Estamos en período electoral estatal y en fase de tramitación presupuestaria en las comunidades autónomas. Como siempre, y como es consustancial a estas épocas, se habla de impuestos. En unos casos, sobre supresión y rebajas; en otros, sobre creación de nuevas cargas impositivas o retoque de las existentes.
Son muchas las interrogantes que se pueden plantear en torno a los impuestos: ¿qué tipo de Estado hay que financiar?, ¿son eficaces?, ¿son eficientes?, ¿se gestionan bien?, ¿cómo se gastan?, ¿qué tipo de impuestos deben establecerse?, ¿son más justos los impuestos directos o los indirectos?, ¿tasas o impuestos?
Estrechamente vinculado a la respuesta a estas preguntas se sitúa el fraude fiscal. El fraude es inherente a nuestra cultura, y la conducta poco ejemplar de una parte de las élites empresariales y políticas y una laxa moralidad no ayudan precisamente a corregirlo.
En algunos casos, el ciudadano se limita a utilizar los vacíos legales, los resquicios del ordenamiento jurídico, para pagar menos. En otros, el propio sistema invita a defraudar: es el caso de los impuestos que se autoliquidan; es la misma situación que la del enfermo que tuviera que autopracticarse una operación quirúrgica sin anestesia. En ocasiones son los poseedores de grandes fortunas los que tratan de eludir al fisco. Hay supuestos en los que el propio defraudador, paradójicamente, ocupa los primeros puestos en la lista de quejas y reivindicaciones (véase el caso de los productores de cine que encabezan las manifestaciones para reducir el IVA cultural y simultáneamente falsean el número de espectadores para percibir subvenciones).
Hay dos vías para corregir el fraude: la penal y la ética.
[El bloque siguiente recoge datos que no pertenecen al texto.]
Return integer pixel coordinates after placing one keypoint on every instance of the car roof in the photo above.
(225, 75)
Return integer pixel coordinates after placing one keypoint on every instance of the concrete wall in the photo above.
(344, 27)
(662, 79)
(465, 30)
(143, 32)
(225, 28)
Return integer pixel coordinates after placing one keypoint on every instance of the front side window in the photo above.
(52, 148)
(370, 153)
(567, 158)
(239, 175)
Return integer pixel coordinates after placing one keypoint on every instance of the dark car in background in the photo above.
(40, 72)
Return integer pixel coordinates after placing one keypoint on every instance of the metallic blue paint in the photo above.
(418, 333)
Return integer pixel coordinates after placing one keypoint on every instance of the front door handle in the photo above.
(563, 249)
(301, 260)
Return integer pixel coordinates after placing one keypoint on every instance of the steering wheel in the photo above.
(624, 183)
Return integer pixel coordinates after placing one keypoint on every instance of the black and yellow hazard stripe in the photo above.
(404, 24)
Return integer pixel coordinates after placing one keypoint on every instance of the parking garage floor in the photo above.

La penal es represiva, no lo evita, solo lo castiga. La ética es de más largo recorrido.
Para concienciar al ciudadano de que debe pagar impuestos se suele apelar al demagógico argumento de que con su contribución se sostienen la sanidad, la policía, los servicios sociales, la educación. Cierto. Ningún ciudadano con un mínimo sentido solidario cuestionaría estas finalidades, pero el contribuyente sabe también que con sus impuestos se paga al personal de confianza de los partidos políticos, que se han convertido en la mayor empresa familiar del país, los sueldos de los ex altos cargos, las subvenciones de los sindicatos, de las asociaciones empresariales y de los partidos políticos, que, aunque en el presupuesto público no suponen una cuantía excesivamente importante, generan en el ciudadano una sensación de despilfarro.
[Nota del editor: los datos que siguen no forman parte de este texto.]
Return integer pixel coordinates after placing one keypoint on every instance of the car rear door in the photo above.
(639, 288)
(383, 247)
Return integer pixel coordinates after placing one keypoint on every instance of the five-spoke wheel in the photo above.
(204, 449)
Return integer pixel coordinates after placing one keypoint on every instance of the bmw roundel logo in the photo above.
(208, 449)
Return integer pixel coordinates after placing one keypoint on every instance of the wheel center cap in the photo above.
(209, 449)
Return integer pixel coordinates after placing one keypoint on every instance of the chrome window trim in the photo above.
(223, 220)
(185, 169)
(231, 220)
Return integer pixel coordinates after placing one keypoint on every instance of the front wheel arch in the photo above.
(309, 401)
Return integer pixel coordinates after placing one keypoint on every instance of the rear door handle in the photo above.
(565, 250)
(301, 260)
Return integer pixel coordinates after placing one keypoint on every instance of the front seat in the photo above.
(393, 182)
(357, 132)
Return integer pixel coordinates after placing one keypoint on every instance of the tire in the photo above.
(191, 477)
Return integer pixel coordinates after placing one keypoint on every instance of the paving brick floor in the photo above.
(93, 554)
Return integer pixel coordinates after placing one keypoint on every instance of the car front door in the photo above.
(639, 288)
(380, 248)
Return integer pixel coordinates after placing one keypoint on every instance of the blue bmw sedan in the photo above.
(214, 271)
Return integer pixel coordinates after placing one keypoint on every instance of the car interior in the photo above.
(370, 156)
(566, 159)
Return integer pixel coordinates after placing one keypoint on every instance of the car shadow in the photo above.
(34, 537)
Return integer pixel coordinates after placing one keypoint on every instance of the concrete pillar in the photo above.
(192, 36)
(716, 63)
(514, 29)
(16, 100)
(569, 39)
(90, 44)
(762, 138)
Los impuestos se establecen por ley, pero hay leyes cuyo contenido, siendo legal, no es ético. Reparemos, por ejemplo, en el artículo 17.2.b) de la Ley 35/2006, de 28 de noviembre, del Impuesto sobre la Renta de las Personas Físicas, en el que se establece que los diputados españoles en el Parlamento Europeo, en las Cortes Generales y en las asambleas legislativas autonómicas, así como concejales de ayuntamiento y miembros de las diputaciones provinciales, cabildos insulares u otras entidades locales, pueden decidir qué parte de sus emolumentos queda excluida de tributación, bastándoles para ello rotularlos “gastos de viaje y desplazamiento”.
Este entorno no es el más apropiado para crear en el ciudadano un estímulo moral como instrumento de persuasión contra el fraude.
Sí a las campañas de concienciación, pero es necesario poner en marcha el contador de la ética para no hacer buena aquella frase que dice: “No robarás, porque el Estado odia que le hagan la competencia”.